In today’s Supreme Court decision regarding National Rifle Association of America v. Vullo, the key issue centered on whether a New York state regulator’s actions violated the NRA’s First Amendment rights.
Specifically, the case examined whether Maria T. Vullo, then Superintendent of the New York State Department of Financial Services, unconstitutionally used her political power to coerce banks and insurance companies into no longer doing business with the NRA due to its stance in favor of gun rights.

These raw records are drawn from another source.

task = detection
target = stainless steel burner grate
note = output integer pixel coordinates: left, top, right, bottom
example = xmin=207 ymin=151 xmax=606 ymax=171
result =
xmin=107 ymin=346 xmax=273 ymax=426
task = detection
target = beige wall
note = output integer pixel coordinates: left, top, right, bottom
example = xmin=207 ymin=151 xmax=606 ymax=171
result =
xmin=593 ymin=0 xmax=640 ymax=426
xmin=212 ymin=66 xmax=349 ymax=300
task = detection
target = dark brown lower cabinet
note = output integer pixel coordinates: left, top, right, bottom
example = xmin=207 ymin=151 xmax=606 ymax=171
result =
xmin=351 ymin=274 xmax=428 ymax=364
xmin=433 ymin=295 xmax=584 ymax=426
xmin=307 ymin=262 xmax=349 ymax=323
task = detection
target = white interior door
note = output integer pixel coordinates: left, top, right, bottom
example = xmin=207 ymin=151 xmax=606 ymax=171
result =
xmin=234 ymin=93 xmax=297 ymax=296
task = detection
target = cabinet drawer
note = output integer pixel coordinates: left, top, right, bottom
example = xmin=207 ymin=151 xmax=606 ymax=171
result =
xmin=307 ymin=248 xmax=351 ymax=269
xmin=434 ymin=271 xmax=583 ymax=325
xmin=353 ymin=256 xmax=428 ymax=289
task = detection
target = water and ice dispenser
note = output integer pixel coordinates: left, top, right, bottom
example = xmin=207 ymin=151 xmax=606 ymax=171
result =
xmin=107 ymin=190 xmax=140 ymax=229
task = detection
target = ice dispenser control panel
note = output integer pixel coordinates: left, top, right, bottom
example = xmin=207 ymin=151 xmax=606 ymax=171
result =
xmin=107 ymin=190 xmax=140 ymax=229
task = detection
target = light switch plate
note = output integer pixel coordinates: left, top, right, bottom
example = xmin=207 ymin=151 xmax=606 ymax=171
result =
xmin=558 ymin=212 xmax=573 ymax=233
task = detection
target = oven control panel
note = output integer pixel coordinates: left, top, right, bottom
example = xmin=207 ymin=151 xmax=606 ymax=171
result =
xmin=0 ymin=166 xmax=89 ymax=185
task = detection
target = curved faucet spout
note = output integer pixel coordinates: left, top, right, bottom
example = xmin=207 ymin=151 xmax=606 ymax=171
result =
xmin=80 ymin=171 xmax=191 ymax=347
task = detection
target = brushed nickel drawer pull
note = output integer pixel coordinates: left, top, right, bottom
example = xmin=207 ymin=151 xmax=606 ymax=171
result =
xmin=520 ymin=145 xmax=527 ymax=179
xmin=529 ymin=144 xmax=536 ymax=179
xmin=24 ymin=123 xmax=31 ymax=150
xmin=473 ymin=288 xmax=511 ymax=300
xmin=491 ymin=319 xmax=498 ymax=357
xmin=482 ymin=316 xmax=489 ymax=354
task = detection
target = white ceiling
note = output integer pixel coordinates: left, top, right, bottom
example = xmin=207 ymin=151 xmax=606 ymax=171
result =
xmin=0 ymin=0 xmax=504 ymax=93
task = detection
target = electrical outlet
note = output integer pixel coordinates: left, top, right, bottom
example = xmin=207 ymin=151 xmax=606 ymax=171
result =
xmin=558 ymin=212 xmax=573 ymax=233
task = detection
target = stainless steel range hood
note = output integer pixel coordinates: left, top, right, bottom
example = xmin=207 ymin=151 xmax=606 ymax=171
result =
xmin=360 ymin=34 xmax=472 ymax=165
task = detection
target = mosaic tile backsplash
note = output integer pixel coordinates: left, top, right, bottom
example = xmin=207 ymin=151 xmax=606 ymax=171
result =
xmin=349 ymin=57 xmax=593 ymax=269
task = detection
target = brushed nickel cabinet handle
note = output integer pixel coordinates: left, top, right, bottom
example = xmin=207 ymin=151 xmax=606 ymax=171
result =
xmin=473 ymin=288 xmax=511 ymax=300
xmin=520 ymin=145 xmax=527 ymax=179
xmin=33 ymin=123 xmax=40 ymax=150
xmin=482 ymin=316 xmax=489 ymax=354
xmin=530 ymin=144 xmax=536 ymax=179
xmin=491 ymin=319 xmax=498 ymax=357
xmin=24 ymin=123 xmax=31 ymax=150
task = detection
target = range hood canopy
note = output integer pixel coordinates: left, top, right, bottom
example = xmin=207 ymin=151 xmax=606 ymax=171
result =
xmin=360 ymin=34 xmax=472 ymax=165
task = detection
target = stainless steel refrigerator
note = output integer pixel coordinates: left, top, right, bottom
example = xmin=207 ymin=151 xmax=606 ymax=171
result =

This is an issue that gun rights advocates have feared for some time, as anti-gun politicians see this as a way to freeze pro-gun organizations out of the marketplace. For example, gun stores have found it increasingly difficult to find insurance companies, credit card processors, and even secure banking services.
In a strong rebuke to Ms. Vullo’s position, the Supreme Court ruled unanimously in favor of the NRA, finding that Vullo’s actions constituted a clear violation of the First Amendment. The Court determined that the regulator’s efforts to influence financial institutions to sever ties with the NRA, based on the organization’s protected speech, were coercive and therefore unconstitutional.
The decision, written by Justice Sotomayor, hits the key issue and the holding in the first paragraph:
Six decades ago, this Court held that a government entity’s “threat of invoking legal sanctions and other means of coercion” against a third party “to achieve the suppression”
of disfavored speech violates the First Amendment. Bantam Books, Inc. v. Sullivan, 372 U. S. 58, 67 (1963). Today, the Court reaffirms what it said then: Government officials
cannot attempt to coerce private parties in order to punish or suppress views that the government disfavors.
This important ruling sets a strong precedent limiting the extent to which government officials can pressure private companies to act against organizations based on their advocacy positions and will provide a framework for challenging other state and federal agencies should this method of cutting off services to the firearms industry continue.